Biryani Rice Recipe(Kuska Rice)
Kuska Rice, sometimes referred to as Khusqa, Khushka, or Kuska, is a straightforward South Indian recipe that combines basmati rice, ghee, and the most aromatic spices to create a tasty dish. Because you end up with a rice-based dish that is extremely strong in taste and scent, it is also known as Kuska Biryani without the veggies and/or meats. Traditionally, a curry, sauce, or korma is served with this flavorful rice meal.
Kuska Rice: What is it?
The South Indian one-pot Kuska Biryani is also known as "empty biryani" or "MT Biryani" because it is made without the use of any meat or vegetables.Another name for it is "plain biryani." Isn't that interesting? The most important prerequisite for making this rice is preferably high-quality basmati rice.
The list of spices that are essential to delivering the authentic flavor of Kuska rice comes next. These include cloves, tej patta (Indian bay leaf), mace, cinnamon, green cardamom, caraway seeds (shahi jeera), and so forth.
But this isn't the only spice on the list. Onions, ginger, green chilies, coriander leaves, mint leaves, and similar items are also present.

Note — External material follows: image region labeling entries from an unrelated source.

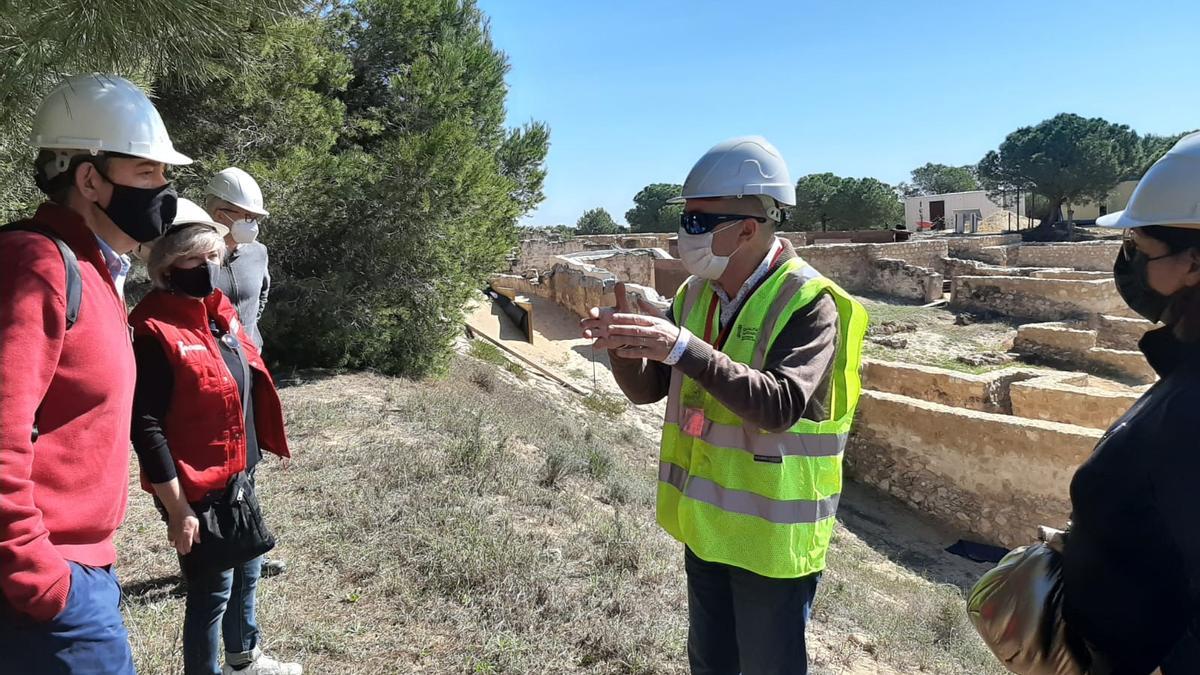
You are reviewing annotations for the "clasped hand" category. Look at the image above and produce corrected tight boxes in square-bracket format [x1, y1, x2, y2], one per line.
[580, 282, 679, 362]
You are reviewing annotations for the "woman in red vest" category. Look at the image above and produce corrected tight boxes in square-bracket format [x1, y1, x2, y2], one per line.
[130, 199, 301, 675]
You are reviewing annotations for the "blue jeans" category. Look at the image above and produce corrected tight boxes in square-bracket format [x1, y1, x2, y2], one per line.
[0, 562, 133, 675]
[184, 556, 263, 675]
[684, 549, 821, 675]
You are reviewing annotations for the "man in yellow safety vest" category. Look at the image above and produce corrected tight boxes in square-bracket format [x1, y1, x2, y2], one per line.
[582, 136, 866, 675]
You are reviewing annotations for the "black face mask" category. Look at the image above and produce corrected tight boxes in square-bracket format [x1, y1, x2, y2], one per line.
[1112, 247, 1170, 323]
[92, 165, 179, 244]
[170, 261, 221, 299]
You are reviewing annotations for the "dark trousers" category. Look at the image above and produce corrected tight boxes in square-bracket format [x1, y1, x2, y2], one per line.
[0, 562, 133, 675]
[684, 549, 821, 675]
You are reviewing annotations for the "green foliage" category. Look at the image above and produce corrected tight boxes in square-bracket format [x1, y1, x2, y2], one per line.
[575, 208, 620, 234]
[625, 183, 683, 232]
[0, 0, 301, 216]
[0, 0, 550, 376]
[978, 113, 1145, 225]
[150, 0, 548, 376]
[906, 162, 979, 197]
[791, 173, 904, 232]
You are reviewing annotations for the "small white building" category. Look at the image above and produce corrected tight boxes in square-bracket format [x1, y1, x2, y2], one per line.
[904, 190, 1025, 233]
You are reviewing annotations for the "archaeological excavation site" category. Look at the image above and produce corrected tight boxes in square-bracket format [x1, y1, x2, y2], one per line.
[469, 225, 1154, 546]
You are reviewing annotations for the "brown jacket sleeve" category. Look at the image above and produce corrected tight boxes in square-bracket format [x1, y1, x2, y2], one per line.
[608, 295, 838, 432]
[664, 295, 838, 432]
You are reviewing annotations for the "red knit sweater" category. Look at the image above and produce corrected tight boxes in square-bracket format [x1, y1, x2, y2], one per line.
[0, 204, 136, 621]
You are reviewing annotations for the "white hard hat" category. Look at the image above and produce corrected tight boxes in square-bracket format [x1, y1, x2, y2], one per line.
[208, 167, 268, 216]
[670, 136, 796, 213]
[170, 197, 229, 237]
[1096, 132, 1200, 229]
[29, 74, 192, 165]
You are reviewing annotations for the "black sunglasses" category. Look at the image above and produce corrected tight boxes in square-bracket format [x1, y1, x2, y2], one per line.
[679, 213, 767, 234]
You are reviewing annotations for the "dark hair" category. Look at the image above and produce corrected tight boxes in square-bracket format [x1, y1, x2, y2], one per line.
[1138, 225, 1200, 344]
[1138, 225, 1200, 253]
[34, 149, 112, 204]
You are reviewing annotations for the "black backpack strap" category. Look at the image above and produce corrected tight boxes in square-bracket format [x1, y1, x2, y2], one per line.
[0, 222, 83, 330]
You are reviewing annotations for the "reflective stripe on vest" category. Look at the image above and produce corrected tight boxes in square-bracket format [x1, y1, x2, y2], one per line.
[658, 258, 866, 578]
[659, 462, 841, 525]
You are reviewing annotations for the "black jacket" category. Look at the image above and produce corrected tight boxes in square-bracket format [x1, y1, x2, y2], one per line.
[1063, 328, 1200, 675]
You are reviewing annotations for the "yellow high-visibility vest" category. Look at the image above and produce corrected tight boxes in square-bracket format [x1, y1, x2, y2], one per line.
[656, 258, 868, 579]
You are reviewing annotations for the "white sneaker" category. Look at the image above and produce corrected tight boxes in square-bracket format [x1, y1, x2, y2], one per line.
[221, 655, 304, 675]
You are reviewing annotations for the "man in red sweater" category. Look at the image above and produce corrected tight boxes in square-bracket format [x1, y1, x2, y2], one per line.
[0, 74, 191, 675]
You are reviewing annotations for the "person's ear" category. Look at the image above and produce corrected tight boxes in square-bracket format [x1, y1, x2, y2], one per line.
[738, 217, 758, 244]
[74, 162, 108, 202]
[1183, 249, 1200, 286]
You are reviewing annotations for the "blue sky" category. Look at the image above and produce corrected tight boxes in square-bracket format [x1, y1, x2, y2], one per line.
[479, 0, 1200, 225]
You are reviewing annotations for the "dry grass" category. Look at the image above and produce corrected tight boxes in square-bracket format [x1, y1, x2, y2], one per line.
[118, 359, 1000, 675]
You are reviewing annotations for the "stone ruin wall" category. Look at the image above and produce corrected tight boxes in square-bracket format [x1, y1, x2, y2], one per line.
[797, 240, 947, 303]
[1010, 241, 1121, 271]
[1013, 315, 1157, 384]
[846, 360, 1138, 546]
[950, 276, 1132, 321]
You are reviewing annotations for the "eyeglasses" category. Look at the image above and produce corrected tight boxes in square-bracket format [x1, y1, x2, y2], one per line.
[1121, 234, 1177, 263]
[679, 213, 767, 234]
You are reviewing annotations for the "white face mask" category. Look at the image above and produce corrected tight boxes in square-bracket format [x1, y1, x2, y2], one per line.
[229, 220, 258, 244]
[679, 221, 742, 281]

Even though a wide variety of spices, herbs, and seasonings are used in some places, the rice's white hue is maintained in the finished dish. Another factor contributes to this dish's simplicity while enhancing its flavor.
About Kuska Recipe:
at South India, kuska rice is offered at a lot of eateries and lodging facilities. It is served with a side gravy dish called salna in those places.
Kuska biryani is a tasty substitute for traditional steamed rice and can be eaten with lentils or dal, spiced powerful curries, raitas, or gravies like kurma.
There are various ways to prepare the Kuska recipe. Regarding the rice, feel free to use the best grade seeraga samba rice, a short grain rice variety, if you don't have basmati rice.
The Urdu word "khushk," which means "dry," is where the term "kuska" originates. This makes it a dry biryani preparation as well, devoid of any liquid or veggie masala.
This particular biryani does not have layers either. However, the rice in this biryani is also dum cooked in a pot or pan, much like in a traditional biryani.
As previously said, Kuska Rice is a really simple method for creating a tasty rice meal. preparing this unique rice from southern India doesn't require much work, much like preparing ghee rice or even a simple pulao.
This particular biryani does not have layers either. However, the rice in this biryani is also dum cooked in a pot or pan, much like in a traditional biryani.
As previously said, Kuska Rice is a really simple method for creating a tasty rice meal. preparing this unique rice from southern India doesn't require much work, much like preparing ghee rice or even a simple pulao.
How to make Kuska Rice:
Prep Rice and Sauté Ingredients--------------------------1. Thoroughly rinse 1 cup (215 grams) of heaping basmati rice in water until the starch is removed.
Give the rice 20 to 30 minutes to soak in ample water. Basmati rice is what I've used. Seeraga samba rice is an additional option.
Give the rice 20 to 30 minutes to soak in ample water. Basmati rice is what I've used. Seeraga samba rice is an additional option.
2. In a saucepan or pan, heat 2 tablespoons of ghee.
3. On low heat, add the spices indicated below and allow them to splutter:
Use ½ teaspoon cumin seeds in place of the caraway seeds (shahi jeera).
One inch of cinnamon
Two to three cloves
Two green cardamoms
One or two single mace threads
One Indian bay leaf, or tej patta.
5. Sauté the onions until they begin to acquire a pale golden color.One teaspoon of ginger-garlic paste is then added.
7. Sauté for one minute after adding ½ cup chopped tomatoes. If you choose, you may simply omit the tomatoes.
8. Include 1 tablespoon of chopped mint leaves, 2 tablespoons of chopped coriander leaves, and 1 or 2 sliced or slit green chilies Mix thoroughly.
11. Bring the whole water mixture to a boil over medium heat.
13. Add salt to taste and stir thoroughly. The water should taste somewhat salty when you sample it. Otherwise, add additional salt.Pour in one teaspoon of lemon juice. Stir again.
15. Sim and dum cook or keep the heat on low until the rice grains are cooked and soft. The rice will cook and become tender in around 7 to 8 minutes.
To prevent the rice grains from sticking to the bottom of the pan, make sure you use a pan with a thick bottom. While the rice is cooking, you can examine the grains if you'd like.
Add more hot water to the pan if the rice grains do not appear cooked after all the water has been absorbed. Continue to simmer while covered.
Add more hot water to the pan if the rice grains do not appear cooked after all the water has been absorbed. Continue to simmer while covered.
16. Turn off the heat and let the rice rest for 5 to 7 minutes until it is soft and tender and all the water has been absorbed.
Later, use a fork to lightly fluff the rice. Serve Kuska Rice with your preferred vegetable gravy, korma, raita, curry, or dal and garnish with 1 to 2 teaspoons of coriander or mint leaves.